GemO § 90. Genehmigungspflicht, LGBl. Nr. 29/2019, gültig von 02.04.2019 bis 02.12.2019

Viertes Hauptstück Vermögenswirtschaft und Gemeindehaushalt

V. Abschnitt Gemeinsame Bestimmungen

§ 90. Genehmigungspflicht

(1) Für folgende abgeschlossene Rechtsgeschäfte und gesetzte Maßnahmen hat die Gemeinde, soweit in Abs. 2 nicht anderes bestimmt ist, die Genehmigung durch die Aufsichtsbehörde zu beantragen:

1. die Veräußerung von unbeweglichem Gemeindevermögen;

2. die Verpfändung und sonstige Belastung von unbeweglichem Gemeindevermögen (inkl. Dienstbarkeiten, Baurechten und Superädifikate);

3. die Aufnahme und Gewährung von Darlehen,

4. die Übernahme von Haftungen, insbesondere Bürgschaften und Garantien, der Beitritt zu Schulden und die Übernahme von Schulden sowie das Eingehen von Wechselverbindlichkeiten;

5. die Begründung einer Zahlungsverpflichtung, die wirtschaftlich einer Kreditverpflichtung gleichkommt (z. B. durch einen Leasingvertrag);

6. der Abschluss eines derivativen Finanzgeschäftes mit Grundgeschäft, insbesondere zum Austausch von Zinsen- und/oder Kapitalbeträgen;

7. die Errichtung, Übernahme, Umwandlung, Veräußerung oder Auflösung von Einrichtungen und Unternehmen gemäß § 71b Abs. 1 sowie die Änderung des Unternehmensgegenstandes dieser Einrichtungen und Unternehmen durch die Gemeinde sind an eine Genehmigung durch die Aufsichtsbehörde gebunden;

8. der Verzicht auf die Sicherstellung einer Forderung durch eine bestehende Hypothek sowie auf eine bestehende Dienstbarkeit oder bestehende Reallast;

9. der An- oder Verkauf von aktiven Finanzinstrumenten, außer liquide Mittel, Forderungen und Beteiligungen, sowie deren Verpfändung;

10. der An- und Verkauf von Forderungen sowie deren Verpfändung;

11. die Abgabe einer Nachstehungserklärung bezüglich der bücherlichen Rangordnung.

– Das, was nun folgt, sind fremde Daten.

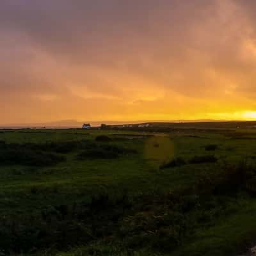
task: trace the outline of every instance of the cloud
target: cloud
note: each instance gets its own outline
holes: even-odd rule
[[[0,113],[3,122],[255,108],[253,1],[0,4],[0,108],[12,113]]]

(2) Bei der Aufsichtsbehörde anzuzeigen, jedoch genehmigungsfrei, sind die in Abs. 1 genannten Rechtsgeschäfte und Maßnahmen bei Vorliegen folgender Voraussetzungen:

1. im Fall der Z 1, wenn der Kaufpreis den ortsüblichen Preis nicht unterschreitet.; dies muss durch ein Gutachten eines Amtssachverständigen oder eines gerichtlich beeideten Sachverständigen vor Beschlussfassung im Gemeinderat nachgewiesen werden;

2. im Fall der Z. 1 bei der Verpfändung und sonstigen Belastung von unbeweglichem Gemeindevermögen und im Fall der Z. 3 der Wert zwei Prozent der Gesamteinnahmen des ordentlichen Gemeindevoranschlages des laufenden Haushaltsjahres nicht übersteigt. Bei Rechtsgeschäften und Maßnahmen im Sinne der Z. 3 erster Fall ist der gesamte Wert der Leistung und bei solchen im Sinne der Z. 3 zweiter Fall das 48-Fache des monatlichen Miet- oder Pachtzinses maßgebend. Wird die ortsübliche Höhe des Miet- oder Pachtzinses wesentlich unterschritten, ist bei der Berechnung auf den ortsüblichen Zins abzustellen;

3. im Fall der Z. 2 der Wert der Einzelmaßnahme, die Annuität zwei Prozent – der gesamte den Gemeindehaushalt belastende jährliche Schuldendienst jedoch höchstens zehn Prozent – der Einnahmen aus öffentlichen Abgaben (Abschnitt 92) des Voranschlages des laufenden Haushaltsjahres nicht übersteigt und durch die Annuitätenleistung der Haushaltsausgleich nicht gefährdet ist.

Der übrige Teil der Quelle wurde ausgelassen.